Revisionist sentences: “milk, mummy. A drink of milk. I would like a drink of milk. I would like a big drink of milk. A cup of tea milk, (milk in a mug not a sippy cup) mummy. Please, mum mum. Tank you.”

Gross motor skills / independence

He can walk up and down stairs without holding on, all of a sudden.

He likes to climb into the car seat, not be lifted in.

He can climb rope nets on playgrounds (mostly).

He is suddenly very cooperative about having his teeth cleaned, but allergic to high chairs. Whereas he used to quite like being fed when he was tired, this Is not a thing we do now. In fact, many things have rules. Like :THOU SHALT NOT BUTTER MY TOAST. I DO IT.

But he still runs like a little fairy called twinkle toes. Very funny.


I thought I’d never say it, but I think we’ve weaned.

We’d been on a feed first thing in the morning in bed thing for a long time. There was a feed when you pick me up at daycare thing, but that passed a little while back.

He still quite likes grabbing at my boobs. “Mummy’s boobs. Mummy has boobs. I don’t have any boobs.”

And we had a half hearted attempt at a drink on request the other day, the first in two weeks.

I was at a a loss how to manage weaning. The only method that made sense to me was first, night weaning (via dad only settles in the night). That happened a long time ago , maybe at 8 months?

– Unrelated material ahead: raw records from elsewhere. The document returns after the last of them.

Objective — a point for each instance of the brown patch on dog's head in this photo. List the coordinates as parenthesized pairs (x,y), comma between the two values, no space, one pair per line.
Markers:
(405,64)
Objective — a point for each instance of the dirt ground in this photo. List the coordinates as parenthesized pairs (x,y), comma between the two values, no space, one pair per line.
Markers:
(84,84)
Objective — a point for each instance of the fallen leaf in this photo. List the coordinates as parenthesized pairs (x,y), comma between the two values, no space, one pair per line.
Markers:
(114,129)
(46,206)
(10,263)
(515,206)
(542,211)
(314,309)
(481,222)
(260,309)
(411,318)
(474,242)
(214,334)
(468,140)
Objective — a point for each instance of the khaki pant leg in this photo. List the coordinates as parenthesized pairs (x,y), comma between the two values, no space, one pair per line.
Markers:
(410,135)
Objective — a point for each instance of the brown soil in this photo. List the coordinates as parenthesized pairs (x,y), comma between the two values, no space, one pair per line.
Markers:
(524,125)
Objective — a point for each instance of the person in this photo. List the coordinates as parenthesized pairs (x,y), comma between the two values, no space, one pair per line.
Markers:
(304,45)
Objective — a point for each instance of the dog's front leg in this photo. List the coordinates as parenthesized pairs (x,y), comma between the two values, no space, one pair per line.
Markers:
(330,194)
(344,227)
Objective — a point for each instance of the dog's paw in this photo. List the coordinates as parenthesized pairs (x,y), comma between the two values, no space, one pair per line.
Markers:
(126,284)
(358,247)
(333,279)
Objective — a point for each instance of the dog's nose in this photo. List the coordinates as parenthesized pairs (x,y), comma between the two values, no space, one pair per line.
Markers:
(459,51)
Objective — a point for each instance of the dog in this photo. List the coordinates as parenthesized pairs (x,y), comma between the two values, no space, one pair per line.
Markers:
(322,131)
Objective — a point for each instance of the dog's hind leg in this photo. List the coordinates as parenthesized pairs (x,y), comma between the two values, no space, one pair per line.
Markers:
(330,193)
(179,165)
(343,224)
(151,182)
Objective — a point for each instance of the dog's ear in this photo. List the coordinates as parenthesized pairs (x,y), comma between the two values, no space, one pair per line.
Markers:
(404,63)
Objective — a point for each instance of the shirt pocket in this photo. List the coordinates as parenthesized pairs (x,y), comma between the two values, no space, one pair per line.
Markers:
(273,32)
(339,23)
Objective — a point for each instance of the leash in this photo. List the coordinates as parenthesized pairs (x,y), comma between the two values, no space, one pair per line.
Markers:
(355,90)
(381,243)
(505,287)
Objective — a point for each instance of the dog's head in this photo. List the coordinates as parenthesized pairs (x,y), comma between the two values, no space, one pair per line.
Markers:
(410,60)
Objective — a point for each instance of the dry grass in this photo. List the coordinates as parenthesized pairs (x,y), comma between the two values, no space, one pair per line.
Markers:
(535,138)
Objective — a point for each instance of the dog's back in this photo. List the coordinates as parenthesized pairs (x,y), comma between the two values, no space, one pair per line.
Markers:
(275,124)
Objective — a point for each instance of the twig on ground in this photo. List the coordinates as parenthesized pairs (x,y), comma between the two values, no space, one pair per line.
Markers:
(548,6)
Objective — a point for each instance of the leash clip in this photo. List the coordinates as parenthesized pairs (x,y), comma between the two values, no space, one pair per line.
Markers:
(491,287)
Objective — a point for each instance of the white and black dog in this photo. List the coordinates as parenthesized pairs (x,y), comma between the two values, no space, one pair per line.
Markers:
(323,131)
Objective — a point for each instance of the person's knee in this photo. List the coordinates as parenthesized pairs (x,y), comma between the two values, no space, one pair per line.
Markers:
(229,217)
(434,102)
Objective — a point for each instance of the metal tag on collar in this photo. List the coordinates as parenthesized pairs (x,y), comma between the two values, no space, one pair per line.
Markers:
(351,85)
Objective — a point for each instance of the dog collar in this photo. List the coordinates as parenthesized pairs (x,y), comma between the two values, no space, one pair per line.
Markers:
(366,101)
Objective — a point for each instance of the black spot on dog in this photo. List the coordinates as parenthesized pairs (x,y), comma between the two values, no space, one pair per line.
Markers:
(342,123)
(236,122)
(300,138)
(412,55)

Then, the only thing that made sense was “don’t offer, don’t refuse”. It was the only “way” that seemed ok to me. Don’t get me wrong. There were times I thought oh for the love of god, stop!. But I never wanted to make that decision for him.

There was an undercurrent to it early on, because weaning would be needed for any subsequent goes at IVF. When everyone asked “what about number 2?

And I wasn’t ready, and he wasn’t ready, and I couldn’t force weaning on him. Especially not with an “other” motive. I needed to put a full stop on one sentence, in the right place, before I began another.

It turns out that full stop is probably the last one in that paragraph. And I think I’m (mostly) ok with that. And we’ve weaned. We’ve just about weaned. We made two years. I am so proud of that. Not to put down anyone else’s choices, but when most other things were the exact opposite of natural, this was one thing I really really wanted, that I saw as very important.

I was only ever aiming for three months.
Then six months.
Then a year.
Then the questions started. are you still feeding him? When will you stop? You can give him cows milk, you know (I did. I still do).
When it works for us.
Which turns out to be just after he turned two. Which was a lot longer than I’d ever thought.


There are a lot more moments, these days, when I just stop, and look at him, and think you are amazing. You are just a funny little person, where did you come from? How could this be me, sitting here with you? hoe could this be me, singing Bob The Builder with you as we walk through a supermarket? (On a loop : bob the builder, can he fix it? Bob the builder, can he fix it? Bob the…. you get the picture).

For so long, as babies, they are becoming. becoming a sitter, becoming a babbler, becoming a crawler, a walker, a laugher, a talker.

Now, at 2, all of a sudden like a light has been turned on, I feel he has become.

In the back garden

So, leading up to jman’s birthday, In The Night Garden was still on at 6:30 of a night, often just was we were eating/ finishing dinner. Yes. I know. TV and dinner = bad.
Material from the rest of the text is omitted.